2. The visual laser processing system of claim 1 wherein the conveyor belt includes a motor controlling its speed of conveyance;

3. The visualized laser processing system of claim 1 wherein the laser processing assembly further comprises: a laser processing head and a second vibrating mirror;

4. A method of visual laser machining, applied to the visual laser machining system of any one of claims 1-3, the method comprising:

s100: combining light emitted by the super-radiation light-emitting diode and the indication light emitted by the indication light source to form a light beam;

s200: splitting one beam formed by beam combination into two beams with the same power, wherein one beam in the two beams with the same power is measuring light, and the other beam is reference light;

s300: emitting the measuring light to the surface of the sample, determining the distance between the surface of the sample and the measuring arm, and receiving first reflected light formed by the reflection of the measuring light by the surface of the sample;

s400: reflecting the reference light to a reflector to receive second reflected light formed by reflecting the reference light by the reflector;

s500: forming the first reflected light and the second reflected light into a coherent optical signal;

s600: converting a coherent optical signal into an electric signal, receiving the electric signal, filtering non-working frequency band signals in the electric signal, amplifying other working frequency band signals, and converting the amplified signals into digital signals;

s700: selecting a maximum value signal of the analog-digital converter, sampling the maximum value signal at a preset frequency in a time domain to obtain the intensity signal, converting the intensity signal into the visual three-dimensional image, and acquiring the roughness of the surface of the sample according to the visual three-dimensional image;

S800: and adjusting the scanning speed of the laser and/or the transmission speed of the sample in response to processing instructions sent out according to the roughness of the surface of the sample.

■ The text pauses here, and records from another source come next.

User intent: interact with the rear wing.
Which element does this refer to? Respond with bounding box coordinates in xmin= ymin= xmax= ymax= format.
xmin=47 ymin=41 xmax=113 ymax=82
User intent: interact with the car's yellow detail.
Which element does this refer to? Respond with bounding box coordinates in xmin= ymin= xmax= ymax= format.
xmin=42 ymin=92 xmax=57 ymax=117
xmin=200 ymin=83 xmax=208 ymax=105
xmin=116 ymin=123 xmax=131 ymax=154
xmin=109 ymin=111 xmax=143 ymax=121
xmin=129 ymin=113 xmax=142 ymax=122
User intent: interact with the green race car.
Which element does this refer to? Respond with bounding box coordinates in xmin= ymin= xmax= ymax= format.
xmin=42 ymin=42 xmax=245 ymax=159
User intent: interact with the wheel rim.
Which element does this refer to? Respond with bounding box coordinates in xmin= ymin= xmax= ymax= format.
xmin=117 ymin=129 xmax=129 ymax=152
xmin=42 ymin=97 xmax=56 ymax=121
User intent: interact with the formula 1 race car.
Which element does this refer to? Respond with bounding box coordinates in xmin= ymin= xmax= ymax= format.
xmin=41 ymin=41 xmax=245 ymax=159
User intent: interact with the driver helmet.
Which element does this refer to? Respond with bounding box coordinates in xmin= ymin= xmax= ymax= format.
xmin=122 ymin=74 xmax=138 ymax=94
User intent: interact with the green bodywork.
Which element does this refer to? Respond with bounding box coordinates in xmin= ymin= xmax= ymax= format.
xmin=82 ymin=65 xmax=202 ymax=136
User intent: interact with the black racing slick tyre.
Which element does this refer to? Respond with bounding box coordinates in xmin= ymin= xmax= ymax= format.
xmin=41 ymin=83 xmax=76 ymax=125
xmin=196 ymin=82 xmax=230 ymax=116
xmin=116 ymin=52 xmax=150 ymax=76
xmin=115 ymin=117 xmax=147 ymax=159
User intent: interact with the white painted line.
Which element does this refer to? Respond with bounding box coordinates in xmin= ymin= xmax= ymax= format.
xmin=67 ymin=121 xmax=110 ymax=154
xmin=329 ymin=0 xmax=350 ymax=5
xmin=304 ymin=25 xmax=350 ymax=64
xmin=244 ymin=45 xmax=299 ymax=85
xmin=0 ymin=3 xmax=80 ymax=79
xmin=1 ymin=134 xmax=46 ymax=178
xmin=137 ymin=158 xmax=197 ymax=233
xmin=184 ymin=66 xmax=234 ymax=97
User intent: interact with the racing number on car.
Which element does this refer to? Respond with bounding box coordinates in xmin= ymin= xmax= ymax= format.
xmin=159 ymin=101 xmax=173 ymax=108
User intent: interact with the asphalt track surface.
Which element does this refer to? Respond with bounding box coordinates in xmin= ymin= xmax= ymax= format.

5. The visualized laser processing method of claim 4 wherein after the step of emitting laser light acting on the surface of the sample and adjusting the scanning speed of the laser light and/or the transport speed of the sample in response to processing instructions issued according to the roughness of the surface of the sample, it comprises:

s901: calculating Ra, rz and Ry roughness of the surface of the sample based on the signal intensity and depth relationship of the visual three-dimensional image, wherein,

s902: determining whether the surface roughness of the sample reaches the target roughness according to the Ra, the Rz and the Ry roughness of the surface of the sample;

S903: if the target roughness is not reached, the steps of S100 to S800 are repeated.